The collapse of BES amid suspicions of multinational accounting fraud and the visa scandal that saw senior officials resign raised concerns about the integrity of the market.
However Portugal's warm climate, low property prices and tax breaks for European retirees continued to pull in many buyers.
"We've seen a small drop in demand from the Chinese since the visa scandal in November, but the number of French moving into Portugal has exploded," said Miguel Poisson, director of the ERA real estate agency network in Portugal.
In fact Portugal has now dethroned Morocco as the top foreign destination for French retirees.
Serge Pasquier, a 75-year-old former businessman was among the 3,680 French buyers in Portugal last year.
"I sold my furniture store and my 90-square-metre (970-square-feet) apartment in Saint-Mande outside Paris and bought a 300-square-metre apartment with an ocean view near Lisbon for much less," he said.
"The climate is very nice, the cost of living is considerably less and you feel safe. I don't regret my choice," said Pasquier, who is married to a Portuguese woman.
Not only is the climate attractive, but the prices are as well. Property prices slumped by a third after Portugal was tripped up in the eurozone debt crisis and needed to be bailed out by the EU and IMF.
The 78-billion-euro loan came with unprecedented austerity measures that slashed public sector salaries and pensions while raising taxes by 30 percent. As unemployment soared to 17.5 percent in 2013, the property market was in a morose state.
Foreign retirees are not the only ones who have taken advantage -- Chinese and Brazilian investors have as well.
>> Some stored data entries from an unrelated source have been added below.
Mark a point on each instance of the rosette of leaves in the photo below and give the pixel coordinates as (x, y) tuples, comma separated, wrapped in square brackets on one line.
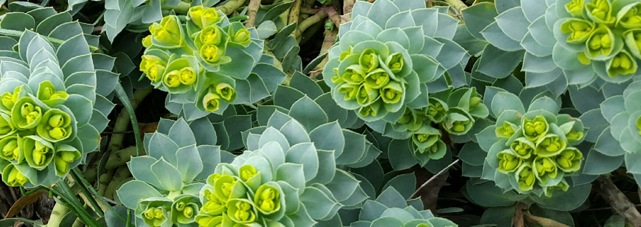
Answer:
[(205, 62), (53, 90), (167, 181), (530, 151), (623, 114), (391, 209), (561, 43), (282, 179), (135, 15), (304, 101), (418, 135), (388, 56)]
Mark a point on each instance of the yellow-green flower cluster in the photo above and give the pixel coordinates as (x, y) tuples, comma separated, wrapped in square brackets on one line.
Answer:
[(371, 80), (30, 131), (536, 149), (185, 56), (605, 30), (455, 115), (239, 199)]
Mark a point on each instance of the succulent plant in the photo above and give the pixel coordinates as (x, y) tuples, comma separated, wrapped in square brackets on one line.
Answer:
[(387, 57), (167, 181), (622, 138), (561, 43), (134, 15), (390, 208), (321, 118), (205, 62), (282, 179), (530, 151), (420, 133), (53, 105)]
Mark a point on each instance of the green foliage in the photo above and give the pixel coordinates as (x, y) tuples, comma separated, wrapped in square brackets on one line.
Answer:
[(559, 42), (53, 101), (279, 180), (167, 181), (192, 60), (525, 102), (530, 151)]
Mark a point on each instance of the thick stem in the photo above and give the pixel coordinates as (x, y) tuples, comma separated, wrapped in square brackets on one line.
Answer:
[(304, 25), (104, 180), (333, 15), (348, 5), (540, 221), (103, 204), (58, 212), (617, 200), (123, 121), (252, 10), (519, 213), (120, 177), (294, 12), (457, 4), (86, 195), (120, 157), (328, 42), (231, 6)]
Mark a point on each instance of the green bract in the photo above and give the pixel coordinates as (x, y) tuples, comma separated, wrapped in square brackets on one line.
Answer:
[(623, 113), (53, 92), (454, 111), (206, 63), (530, 151), (168, 180), (561, 43), (287, 177), (384, 63), (392, 209)]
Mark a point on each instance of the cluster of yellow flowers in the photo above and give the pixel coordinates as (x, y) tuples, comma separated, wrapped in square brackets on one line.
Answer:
[(30, 129), (539, 151), (238, 199), (183, 57)]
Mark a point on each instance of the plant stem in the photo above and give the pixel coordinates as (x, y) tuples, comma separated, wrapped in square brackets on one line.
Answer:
[(57, 213), (18, 34), (304, 25), (457, 4), (120, 177), (252, 10), (328, 42), (294, 12), (434, 177), (67, 197), (131, 111), (104, 205), (617, 200), (333, 15), (230, 6), (87, 194), (348, 5), (120, 157)]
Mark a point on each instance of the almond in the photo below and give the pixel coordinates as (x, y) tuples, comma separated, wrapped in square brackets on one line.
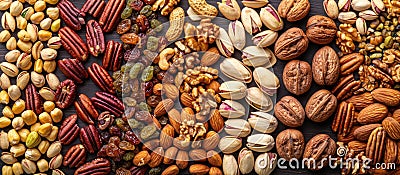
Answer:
[(199, 169), (210, 57), (387, 96), (392, 128), (372, 114), (163, 107), (362, 133)]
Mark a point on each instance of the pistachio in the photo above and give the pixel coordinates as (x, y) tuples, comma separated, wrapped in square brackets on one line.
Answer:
[(52, 13), (230, 144), (258, 100), (269, 16), (18, 106), (37, 17), (8, 22), (232, 109), (27, 13), (251, 20), (54, 149), (5, 35), (224, 43), (347, 17), (237, 127), (4, 81), (39, 6), (235, 69), (11, 44), (18, 150), (260, 142), (37, 79), (32, 29), (54, 42), (16, 8), (237, 34), (9, 69), (5, 4), (331, 8), (28, 166)]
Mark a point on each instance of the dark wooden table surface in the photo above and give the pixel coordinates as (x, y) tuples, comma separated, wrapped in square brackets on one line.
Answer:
[(309, 128)]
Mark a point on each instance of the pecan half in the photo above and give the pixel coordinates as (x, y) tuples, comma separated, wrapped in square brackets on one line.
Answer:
[(85, 109), (93, 7), (95, 38), (75, 156), (73, 44), (71, 15), (33, 99), (108, 102), (69, 130), (111, 14), (101, 78), (65, 94), (73, 69), (90, 138), (113, 56), (99, 166)]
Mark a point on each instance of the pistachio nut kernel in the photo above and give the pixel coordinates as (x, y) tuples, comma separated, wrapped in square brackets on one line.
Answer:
[(18, 106), (54, 42), (16, 8), (5, 35), (21, 22), (39, 6), (29, 117), (53, 13)]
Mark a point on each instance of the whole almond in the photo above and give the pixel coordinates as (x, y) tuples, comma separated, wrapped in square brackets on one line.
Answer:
[(387, 96)]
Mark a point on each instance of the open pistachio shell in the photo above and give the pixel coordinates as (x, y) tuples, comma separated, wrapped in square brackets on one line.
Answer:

But the flood of foreign buyers has also "helped increase the prices of nice apartments in Lisbon and the Algarve" region along the southern coast, said Pascal Goncalves, head of the Maison au Portugal real estate agency.
- Seaside villas -
The Chinese, like the French, have a taste for houses with pools in the coastal resort town of Cascais just a short drive from the capital Lisbon, as well as seaside villas in the south of the country.
But their tastes diverge when it comes to Lisbon: the French opt for renovated apartments, preferably with a view of the Tagus river, while the Chinese choose new apartments in ultramodern buildings.
Portugal has been trying to lure in China's new well-off class by offering them residence permits that allow them to travel freely throughout most of Europe.
Under the scheme, foreign investors buying property worth 500,000 euros ($566,000) or more and keeping it for at least five years receive residency rights in Portugal.
The residence permits, dubbed "golden visas", also allow their holders to travel without visas throughout the 26 European nations in the borderless Schengen zone.
Since its launch, the scheme has raked in more than 1.2 billion euros. A total of 2,022 golden visas have been granted, mostly to Chinese nationals.
However that programme received a serious setback in November when 11 people including senior officials were arrested as part of a corruption and money laundering.
They were suspected of colluding to inflate prices so properties would qualify for the golden visas. Several Chinese filed complaints they were duped.
"When there is a lot of money in play the temptation to enrich oneself is great," said Domingos Amaral, an economics professor at the Catholic University of Portugal.
He doesn't believe the scandal will damage property investment in the long term, a view shared by real estate agents.
"The visa scandal has certainly slowed the recovery of the market and harmed investor confidence, but real estate should continue to stimulate the Portuguese economy in 2015," said Lima.